Bar chart of Travel times for selected estate (Jurong West). First, isolate out the Jurong West data that is needed, and transpose the data. Then, use setDT() to convert the x-axis information into the first column. Omit the last row which contains geographic coordinate information. Plot out the graph using ggplot and ggplotly. Color-code the bar chart by length of travel time.
Units in thousands
total_data <- as.data.frame(t(transport_data[1,15:19]))
new1 <- setDT(as.data.frame(total_data), keep.rownames = "Time Taken")
Time_Taken <- new1$"Time Taken"
Residents <- new1$"V1"
positions <- c("Up To 15 Mins", "16 - 30 Mins", "31 - 45 Mins","46 - 60 Mins","More Than 60 Mins")
ggplotly(ggplot(new1, aes(x=Time_Taken, y=Residents,fill=Time_Taken)) + geom_bar(stat="identity")+labs(y="Number of residents (thousands)",x="Time Taken")+scale_x_discrete(limits = positions) + scale_fill_manual(values=c("#FACFC6","#F4AA9B","#F67055","#F54C28","#FFF0DC"))+ theme(legend.position = "none"), tooltip = c("Residents"))
Since I used a dataset that was made out of two data tables, there were some data columns that had duplicate names, which made it difficult to use the data for analysis. Therefore, I changed some of the names for the columns to make it clear what each specific column was referring to. I also had to splice and reformat some of the data, especially for the last graph which was a bar plot, because the data was not in a format that was suitable for bar plotting.
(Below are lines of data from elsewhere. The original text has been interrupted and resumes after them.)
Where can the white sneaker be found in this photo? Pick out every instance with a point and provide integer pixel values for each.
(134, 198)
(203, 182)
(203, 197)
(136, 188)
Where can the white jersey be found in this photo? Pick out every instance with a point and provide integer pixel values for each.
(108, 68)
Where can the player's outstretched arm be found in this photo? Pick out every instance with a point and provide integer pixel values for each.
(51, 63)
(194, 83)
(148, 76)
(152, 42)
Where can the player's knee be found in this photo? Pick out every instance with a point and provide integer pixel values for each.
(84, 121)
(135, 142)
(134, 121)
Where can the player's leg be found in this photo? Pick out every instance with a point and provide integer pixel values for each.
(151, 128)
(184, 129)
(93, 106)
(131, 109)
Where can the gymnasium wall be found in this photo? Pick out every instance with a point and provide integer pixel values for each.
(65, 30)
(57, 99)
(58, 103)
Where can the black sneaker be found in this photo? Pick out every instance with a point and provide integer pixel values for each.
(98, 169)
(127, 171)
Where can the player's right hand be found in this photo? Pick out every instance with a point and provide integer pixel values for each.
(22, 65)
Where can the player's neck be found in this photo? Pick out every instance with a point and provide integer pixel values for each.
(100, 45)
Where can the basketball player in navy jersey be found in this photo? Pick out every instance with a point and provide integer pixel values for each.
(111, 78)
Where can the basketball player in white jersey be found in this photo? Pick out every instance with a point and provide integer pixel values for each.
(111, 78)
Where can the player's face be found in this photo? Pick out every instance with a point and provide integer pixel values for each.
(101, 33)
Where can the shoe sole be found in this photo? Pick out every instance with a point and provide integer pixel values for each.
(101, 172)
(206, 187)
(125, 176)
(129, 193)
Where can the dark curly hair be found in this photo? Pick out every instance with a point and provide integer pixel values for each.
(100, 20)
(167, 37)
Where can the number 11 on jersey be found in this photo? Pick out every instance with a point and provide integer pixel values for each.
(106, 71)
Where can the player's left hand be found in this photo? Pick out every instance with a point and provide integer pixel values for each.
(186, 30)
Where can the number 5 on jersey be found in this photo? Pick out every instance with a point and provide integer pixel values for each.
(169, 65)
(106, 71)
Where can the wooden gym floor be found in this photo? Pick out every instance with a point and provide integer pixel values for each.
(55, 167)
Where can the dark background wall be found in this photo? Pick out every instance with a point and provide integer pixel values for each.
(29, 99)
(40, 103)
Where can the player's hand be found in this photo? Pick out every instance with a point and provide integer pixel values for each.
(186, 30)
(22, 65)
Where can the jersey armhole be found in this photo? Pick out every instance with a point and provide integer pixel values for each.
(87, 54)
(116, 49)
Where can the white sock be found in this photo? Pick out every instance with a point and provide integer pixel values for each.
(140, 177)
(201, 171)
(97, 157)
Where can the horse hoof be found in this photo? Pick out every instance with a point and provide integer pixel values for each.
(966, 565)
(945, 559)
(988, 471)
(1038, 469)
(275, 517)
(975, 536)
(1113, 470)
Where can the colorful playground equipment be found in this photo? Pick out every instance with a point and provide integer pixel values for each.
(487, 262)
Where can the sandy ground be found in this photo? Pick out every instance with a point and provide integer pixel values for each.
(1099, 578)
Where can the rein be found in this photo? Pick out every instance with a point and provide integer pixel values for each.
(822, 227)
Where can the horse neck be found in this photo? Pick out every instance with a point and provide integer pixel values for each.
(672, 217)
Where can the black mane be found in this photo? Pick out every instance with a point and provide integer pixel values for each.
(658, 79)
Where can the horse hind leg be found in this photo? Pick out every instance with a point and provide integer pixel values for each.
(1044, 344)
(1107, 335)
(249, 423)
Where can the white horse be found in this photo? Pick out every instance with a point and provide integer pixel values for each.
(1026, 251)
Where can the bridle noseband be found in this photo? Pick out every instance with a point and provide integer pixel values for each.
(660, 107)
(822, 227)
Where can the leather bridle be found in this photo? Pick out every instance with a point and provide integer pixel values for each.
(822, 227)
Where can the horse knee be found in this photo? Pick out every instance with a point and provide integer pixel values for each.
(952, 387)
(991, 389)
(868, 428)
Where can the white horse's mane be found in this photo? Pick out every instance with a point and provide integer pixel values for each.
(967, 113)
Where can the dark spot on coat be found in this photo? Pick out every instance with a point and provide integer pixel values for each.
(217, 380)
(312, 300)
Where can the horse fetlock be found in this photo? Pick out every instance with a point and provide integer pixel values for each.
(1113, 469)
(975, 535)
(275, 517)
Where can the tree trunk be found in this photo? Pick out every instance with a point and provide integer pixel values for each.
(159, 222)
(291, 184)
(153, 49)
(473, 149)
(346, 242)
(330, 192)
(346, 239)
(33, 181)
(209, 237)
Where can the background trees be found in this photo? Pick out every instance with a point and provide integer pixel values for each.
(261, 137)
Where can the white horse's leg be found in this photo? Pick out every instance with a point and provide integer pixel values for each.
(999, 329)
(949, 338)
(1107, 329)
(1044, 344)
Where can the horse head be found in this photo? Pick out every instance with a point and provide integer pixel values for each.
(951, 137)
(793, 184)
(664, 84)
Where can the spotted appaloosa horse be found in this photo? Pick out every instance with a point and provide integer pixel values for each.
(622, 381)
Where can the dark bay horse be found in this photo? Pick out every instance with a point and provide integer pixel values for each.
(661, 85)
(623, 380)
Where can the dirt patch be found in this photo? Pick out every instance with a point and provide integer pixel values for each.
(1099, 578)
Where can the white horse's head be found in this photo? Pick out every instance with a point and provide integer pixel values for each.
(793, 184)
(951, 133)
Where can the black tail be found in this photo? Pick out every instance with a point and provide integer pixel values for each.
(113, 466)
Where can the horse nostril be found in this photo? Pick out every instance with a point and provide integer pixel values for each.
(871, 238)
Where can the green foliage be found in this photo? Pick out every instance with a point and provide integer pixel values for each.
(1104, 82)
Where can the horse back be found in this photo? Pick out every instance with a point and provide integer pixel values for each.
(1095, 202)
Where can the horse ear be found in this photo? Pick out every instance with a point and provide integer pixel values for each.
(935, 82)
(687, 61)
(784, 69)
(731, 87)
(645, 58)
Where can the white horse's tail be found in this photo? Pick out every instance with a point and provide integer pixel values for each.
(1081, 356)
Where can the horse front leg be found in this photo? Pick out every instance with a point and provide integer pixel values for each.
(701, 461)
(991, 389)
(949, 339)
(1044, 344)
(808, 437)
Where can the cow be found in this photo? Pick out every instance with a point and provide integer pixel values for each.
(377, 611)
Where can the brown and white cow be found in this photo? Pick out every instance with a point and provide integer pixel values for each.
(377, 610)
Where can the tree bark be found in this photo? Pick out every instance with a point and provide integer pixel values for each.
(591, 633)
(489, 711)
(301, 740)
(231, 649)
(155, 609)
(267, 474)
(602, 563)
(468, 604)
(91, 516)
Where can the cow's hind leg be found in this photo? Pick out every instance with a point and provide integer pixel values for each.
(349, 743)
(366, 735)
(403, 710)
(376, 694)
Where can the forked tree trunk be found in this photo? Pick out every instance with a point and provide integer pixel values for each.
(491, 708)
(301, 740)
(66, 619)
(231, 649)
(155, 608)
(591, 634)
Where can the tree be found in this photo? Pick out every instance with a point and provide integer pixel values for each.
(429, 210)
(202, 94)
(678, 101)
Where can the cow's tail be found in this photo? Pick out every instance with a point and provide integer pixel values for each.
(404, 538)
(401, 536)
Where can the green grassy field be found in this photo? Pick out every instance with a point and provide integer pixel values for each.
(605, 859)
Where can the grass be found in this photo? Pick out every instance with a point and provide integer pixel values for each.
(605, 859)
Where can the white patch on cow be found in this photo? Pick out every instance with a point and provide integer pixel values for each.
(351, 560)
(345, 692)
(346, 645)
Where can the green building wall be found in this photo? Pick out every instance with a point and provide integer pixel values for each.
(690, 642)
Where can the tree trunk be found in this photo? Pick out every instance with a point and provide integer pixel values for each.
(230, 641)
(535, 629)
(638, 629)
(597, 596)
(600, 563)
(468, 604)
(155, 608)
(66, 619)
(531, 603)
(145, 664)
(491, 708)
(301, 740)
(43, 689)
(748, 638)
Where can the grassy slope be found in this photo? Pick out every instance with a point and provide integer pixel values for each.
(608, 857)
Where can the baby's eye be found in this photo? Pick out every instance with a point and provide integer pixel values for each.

The titles of the graphs did not appear where they should have after knitting, when I used tm_layout() to specify the titles (tm_layout() is commented out in Section 3 for reference). Hence, I had to use headers in place of titles for the maps specifically, and I also added it for the bar plot for the sake of standardisation even though the bar plot’s title attribute was working properly during knitting.
In order to set up the comparison for Modes of Transport in Section 2, I had to differentiate the two Modes of Transport graphs. I chose to do so by choosing the “Blues” colour palette for the first map, and the “OrRd” colour palette for the second map, in order to create visual contrast and prepare the viewer for comparisons between the two.
For the Travel Times map and graphs, I decided to give them a similar colour theme because they are analysing similar aspects of the topic of Travel Times.
Introduction to dataset: The dataset comprises two tables from Singapore’s General Household Survey 2015. The two tables are about mode of transport to work and Travelling Time to work, and are called “Table 146 Resident Working Persons Aged 15 Years and Over by Planning Area and Usual Mode of Transport to Work” and “Table 147 Resident Working Persons Aged 15 Years and Over by Planning Area and Travelling Time to Work”. The data is taken from SingStat. The numerical data is displayed in thousands.